Government entities have been important customers for vendors of machine translation technology. Intelligence agencies and research groups have an insatiable appetite for translations of a wide range of source content. The volume of content that requires translation continues to skyrocket. Neither money nor human translators can keep up with the amount of material that must be translated. Machine translation now carries the burden.

A moving target

The capabilities of machine translation systems often extend beyond taking a source document in French and generating a translation in English. Today’s systems in use in certain government agencies perform translation and then identify themes, entities such as individuals and organizations, and concepts. Some systems perform additional text analysis to tag each component of a source document with a theme.
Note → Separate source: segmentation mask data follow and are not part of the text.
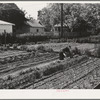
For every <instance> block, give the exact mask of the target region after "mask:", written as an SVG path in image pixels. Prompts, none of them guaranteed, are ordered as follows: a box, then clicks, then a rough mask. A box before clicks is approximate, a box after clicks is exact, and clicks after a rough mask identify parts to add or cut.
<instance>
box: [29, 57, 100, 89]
mask: <svg viewBox="0 0 100 100" xmlns="http://www.w3.org/2000/svg"><path fill="white" fill-rule="evenodd" d="M99 83H100V59H99V58H90V59H89V60H88V61H87V62H84V63H81V64H78V65H74V66H73V67H72V68H70V69H69V70H64V71H62V72H59V73H56V74H54V75H51V76H50V77H48V78H46V79H44V80H41V81H39V82H36V83H35V84H34V85H31V86H29V87H27V88H28V89H32V88H35V89H92V88H95V87H96V86H97V85H98V84H99Z"/></svg>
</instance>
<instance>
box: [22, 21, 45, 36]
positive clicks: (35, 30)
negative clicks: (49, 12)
mask: <svg viewBox="0 0 100 100" xmlns="http://www.w3.org/2000/svg"><path fill="white" fill-rule="evenodd" d="M21 30H22V32H23V33H30V34H34V35H35V36H36V35H45V32H44V26H43V25H42V24H40V23H39V21H37V20H28V21H26V22H25V25H24V26H23V27H22V28H21Z"/></svg>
A handful of vendors have ventured into sophisticated analytics that identify the sentiment or emotion expressed in a document and give each document or “fact” in a document a reliability or confidence grade.

Those advanced functions are an exciting area of research at universities and language research centers worldwide. The problem, of course, is that language continues to change. The nature of human communication manifests man’s creativity. A group discussion becomes an online discussion and then morphs into a “WebEx” or “webinar.” Software has to be quite intelligent to take “Facebook” in a company report and translate that into réseau social. The problem is that language is a moving target. Software can change but it often has some difficulty with idioms, neologisms and words that seem to say one thing but mean quite another given the sender’s and recipient’s context. The problem is difficult, and many developers aim to provide systems that are “good enough” when installed. Licensees can add custom dictionaries and interact with the software system to “teach” it to handle certain types of content.